Maintenant, cette jalousie revenait, atroce. Claire éperdue, frémissante, écoutait son mari parler à cette femme qui était morte, qui était celle qu’il avait épousée la première, qui était celle dont le souvenir, si bref et si lointain pourtant, le captivait à présent.

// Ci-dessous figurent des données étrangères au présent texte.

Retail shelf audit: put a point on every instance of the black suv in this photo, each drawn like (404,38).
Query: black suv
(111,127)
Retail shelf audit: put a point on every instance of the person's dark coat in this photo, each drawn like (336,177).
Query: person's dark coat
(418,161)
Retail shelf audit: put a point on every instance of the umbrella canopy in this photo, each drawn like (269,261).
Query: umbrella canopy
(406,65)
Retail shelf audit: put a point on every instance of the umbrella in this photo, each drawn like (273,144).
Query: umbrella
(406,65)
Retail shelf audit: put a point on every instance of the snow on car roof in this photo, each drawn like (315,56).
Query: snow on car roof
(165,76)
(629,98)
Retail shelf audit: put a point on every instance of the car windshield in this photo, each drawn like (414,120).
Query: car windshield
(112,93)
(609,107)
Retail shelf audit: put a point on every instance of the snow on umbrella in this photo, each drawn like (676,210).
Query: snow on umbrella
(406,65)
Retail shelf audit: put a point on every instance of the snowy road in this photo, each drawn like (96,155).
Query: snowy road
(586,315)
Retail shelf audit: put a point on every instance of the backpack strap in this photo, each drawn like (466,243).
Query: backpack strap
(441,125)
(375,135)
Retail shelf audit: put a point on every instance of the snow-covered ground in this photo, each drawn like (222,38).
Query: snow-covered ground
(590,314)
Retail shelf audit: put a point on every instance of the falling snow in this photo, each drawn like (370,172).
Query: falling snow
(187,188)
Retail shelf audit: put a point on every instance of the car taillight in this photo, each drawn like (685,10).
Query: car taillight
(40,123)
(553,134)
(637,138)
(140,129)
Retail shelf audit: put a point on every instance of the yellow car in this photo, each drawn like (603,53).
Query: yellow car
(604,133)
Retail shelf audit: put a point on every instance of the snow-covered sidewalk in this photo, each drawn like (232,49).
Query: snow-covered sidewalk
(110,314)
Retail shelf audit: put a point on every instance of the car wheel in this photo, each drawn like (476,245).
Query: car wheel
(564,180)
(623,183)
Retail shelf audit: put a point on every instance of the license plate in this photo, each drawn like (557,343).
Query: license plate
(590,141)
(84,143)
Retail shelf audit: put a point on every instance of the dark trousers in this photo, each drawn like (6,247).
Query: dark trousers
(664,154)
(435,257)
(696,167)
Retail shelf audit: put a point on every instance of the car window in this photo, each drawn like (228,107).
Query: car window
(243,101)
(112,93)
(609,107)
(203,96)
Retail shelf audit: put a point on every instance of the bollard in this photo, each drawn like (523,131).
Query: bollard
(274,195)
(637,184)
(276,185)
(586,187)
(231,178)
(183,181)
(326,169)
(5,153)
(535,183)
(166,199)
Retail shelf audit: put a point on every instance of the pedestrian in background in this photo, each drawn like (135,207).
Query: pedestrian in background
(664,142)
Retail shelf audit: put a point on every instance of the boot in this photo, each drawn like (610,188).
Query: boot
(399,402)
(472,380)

Soudain, Claude Erlande se tut ; il respira profondément, remua un peu et ouvrit les yeux. Il avait repris connaissance. Un instant, son regard se posa, lucide, sur sa femme. Et dans ses yeux passa une joie intense. Claire y vit resplendir tout son amour pour elle. Il fit un faible petit mouvement pour lui prendre la main et murmura avec un accent de profonde tendresse :
— Ma chérie… Claire chérie… tu es là ?…
Puis, de nouveau, ses yeux se fermèrent, sa tête roula un peu sur l’oreiller, le délire le reprit, et il retourna mystérieusement vers les heures du passé et vers celle qu’il avait aimée tout d’abord quand il était très jeune, car, de sa voix faible, un peu haletante, un peu rauque, mais pleine de tendresse, il recommença :
« Prends bien garde au froid, Geneviève chérie, tu sais que tu es fragile… Si tu veux, dès l’hiver, nous partirons pour le Midi… Tu verras comme nous nous installerons bien… »
Il continua, détaillant, en petites phrases familières et caressantes, cette vie de jadis, cette vie qui était en lui un domaine fermé que Claire avait cru aboli, mais qui n’était qu’enseveli.
Et Claire, penchée sur lui, écoutait, pantelante et crispée, et se demandait si c’était pour elle ou pour l’autre qu’il avait eu le plus d’amour.